In the artistic world, you live for your reviews. Whether you paint, act, write, sing or sculpt, it is the reaction of the audience that you await so eagerly. Your work is the extension of your life that you place before others for judgement—in hopes of their approbation, in fear of condemnation. The comments count.
Mind you, there is the occasional asshole out there who fails to understand that criticism should be a good-bad-good sandwich. They fail to understand the spoonful of sugar that is needed with the nasty stuff. You take their inconsiderate rudeness in stride. Their insults toughen you to the realities. The only problem is you often give their stupidity more importance than it deserves.
For the writer, the challenge is always to find subjects that interest you as well as your range of readers. People are easily bored and hard to amuse and entertain.
That is not a complaint. People live their own lives, in varying degrees of awareness to the world around them. The dullest of the dull is still a complex individual with all the feelings, strengths and weaknesses of their experience and fully capable of love, hate, passion, concern and all the emotions as the brightest and most erudite. And you are writing for both and everybody in between.
A writer does not say: “Today I am going to write something for stupid people.” Nor do you say the next day: “I am going to write something for the learned in our society, using big, rarely used words to keep out the riff-raff.”
A good writer writes for all. The words are simple. The sentences are easily parsed. Henry Luce determined many years ago that Time Magazine should be readable for a broad audience. The publication prides itself in that its articles are easily understood by the person who achieved grade nine level in a school with a standard K to 12 curriculum.
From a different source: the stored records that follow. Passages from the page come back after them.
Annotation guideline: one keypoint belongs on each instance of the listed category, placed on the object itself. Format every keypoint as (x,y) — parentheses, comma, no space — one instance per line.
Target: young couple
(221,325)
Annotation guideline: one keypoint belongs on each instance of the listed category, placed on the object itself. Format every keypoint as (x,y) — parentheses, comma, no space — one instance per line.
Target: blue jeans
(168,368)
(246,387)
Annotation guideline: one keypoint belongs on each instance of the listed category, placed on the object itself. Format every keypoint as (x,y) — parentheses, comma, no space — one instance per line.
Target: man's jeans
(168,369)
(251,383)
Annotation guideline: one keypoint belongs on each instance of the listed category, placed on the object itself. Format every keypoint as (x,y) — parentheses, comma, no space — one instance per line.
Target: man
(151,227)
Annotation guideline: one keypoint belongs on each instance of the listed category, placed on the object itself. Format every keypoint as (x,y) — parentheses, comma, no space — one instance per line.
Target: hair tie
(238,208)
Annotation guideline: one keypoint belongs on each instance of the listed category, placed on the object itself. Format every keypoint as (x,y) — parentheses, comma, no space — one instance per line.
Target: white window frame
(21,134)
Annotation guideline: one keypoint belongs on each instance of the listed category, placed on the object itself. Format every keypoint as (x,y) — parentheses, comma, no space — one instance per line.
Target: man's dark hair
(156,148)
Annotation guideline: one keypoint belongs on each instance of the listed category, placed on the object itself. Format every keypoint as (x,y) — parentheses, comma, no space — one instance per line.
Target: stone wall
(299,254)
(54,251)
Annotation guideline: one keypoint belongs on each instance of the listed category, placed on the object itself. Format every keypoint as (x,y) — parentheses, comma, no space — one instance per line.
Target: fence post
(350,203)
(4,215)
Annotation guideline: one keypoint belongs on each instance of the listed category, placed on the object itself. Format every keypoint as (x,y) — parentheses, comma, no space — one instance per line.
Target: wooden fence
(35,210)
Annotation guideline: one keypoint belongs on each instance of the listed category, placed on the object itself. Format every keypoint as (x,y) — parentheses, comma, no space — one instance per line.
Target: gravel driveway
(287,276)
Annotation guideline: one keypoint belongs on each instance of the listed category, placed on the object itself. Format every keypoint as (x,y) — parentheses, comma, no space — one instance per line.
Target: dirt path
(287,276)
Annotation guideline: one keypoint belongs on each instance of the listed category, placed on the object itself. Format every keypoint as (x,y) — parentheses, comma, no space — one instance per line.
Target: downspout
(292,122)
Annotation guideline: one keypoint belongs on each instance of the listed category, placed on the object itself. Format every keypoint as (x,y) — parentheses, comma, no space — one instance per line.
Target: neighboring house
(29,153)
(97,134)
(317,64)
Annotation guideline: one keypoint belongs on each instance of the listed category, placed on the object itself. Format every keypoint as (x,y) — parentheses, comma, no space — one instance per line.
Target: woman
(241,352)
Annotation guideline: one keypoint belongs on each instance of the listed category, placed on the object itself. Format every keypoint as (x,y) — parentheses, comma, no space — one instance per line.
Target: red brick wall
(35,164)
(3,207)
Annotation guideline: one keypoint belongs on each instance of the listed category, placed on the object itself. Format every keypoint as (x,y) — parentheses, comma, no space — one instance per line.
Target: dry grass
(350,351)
Using a writer’s tool, known as the Gunning FOG Index calculations, that is easy to assess in every issue of the late Mr. Luce’s very successful publication..
Writing for children is a different situation. Then you must use simple sentences and a vocabulary of regularly spoken words. In English, that is somewhere around 4000 words in an average household. There can be no industry-specific words such as computer jargon, medical terminology or words recently created or picked up from foreign languages. It is words such as this that are pushing upwards the hundreds of thousands of words that are now accepted as part of the English language. It is a living language; subject to change without notice.
Since I neither aspire to write for the school-marmish editors of Time Magazine nor do I write for any children other than my own grandchildren, I tend to communicate in the language appropriate to the situation. If I am taking aim at some rude and childish person who fails to appreciate what I write, without engaging in intelligent discourse on the subject, I might just tell him to take a flying leap.
But to my regular readers—and you would be surprised at your numbers—you are most welcome. Please enjoy these comments and discussions as much as I enjoy writing them. Thank you for joining in.